Characters and Narrative Space
- Characters:
- According to their relevance in the story:
- Principal: Protagonists (who bear the weight of the action and are often opposed by antagonists) and Antagonists.
- Secondary: Supporting characters.
- According to their psychological depth:
- Flat: Incarnate stereotypes, responding to a pattern of predictable behavior.
- Round: Offer greater psychological complexity and are capable of evolving.
- According to their relevance in the story:
- Narrative Space:
- Real: Represents an objective reality (can be perceived objectively or subjectively).
- Imagined Places: Created by the narrator, appearing realistic or fantastic, as in science fiction stories (can be probable or fantastic).
- Temporal Expressions: Places the action using various verbal forms and temporal markers.
- Characterization: Characters are characterized by their activities, descriptions, speech (monologues and dialogues), and thoughts (direct or indirect speech).

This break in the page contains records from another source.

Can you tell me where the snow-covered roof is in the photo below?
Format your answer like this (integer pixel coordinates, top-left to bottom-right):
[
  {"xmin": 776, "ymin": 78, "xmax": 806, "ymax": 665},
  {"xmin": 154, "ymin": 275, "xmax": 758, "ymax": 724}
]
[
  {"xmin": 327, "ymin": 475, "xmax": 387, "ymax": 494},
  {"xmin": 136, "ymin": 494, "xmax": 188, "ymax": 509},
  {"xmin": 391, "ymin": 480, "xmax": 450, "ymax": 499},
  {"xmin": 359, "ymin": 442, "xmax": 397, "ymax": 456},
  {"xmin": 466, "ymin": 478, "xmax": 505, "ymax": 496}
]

Fundamental Sentence Types and Grammar
- Enunciative: States a fact or an object that is affirmed or denied.
- Interrogative: Asks a question.
- Exclamatory: Expresses strong emotion.
- Hortatory: Gives an order or exhortation.
- Desiderative: Expresses a desire.
- Doubtful: Expresses doubt.
- Possibility: Presents a probability or possibility.
- Phrases: A group of words playing a particular role.
- SV (Subject-Verb): Refers to the core verb or verb phrase within a sentence.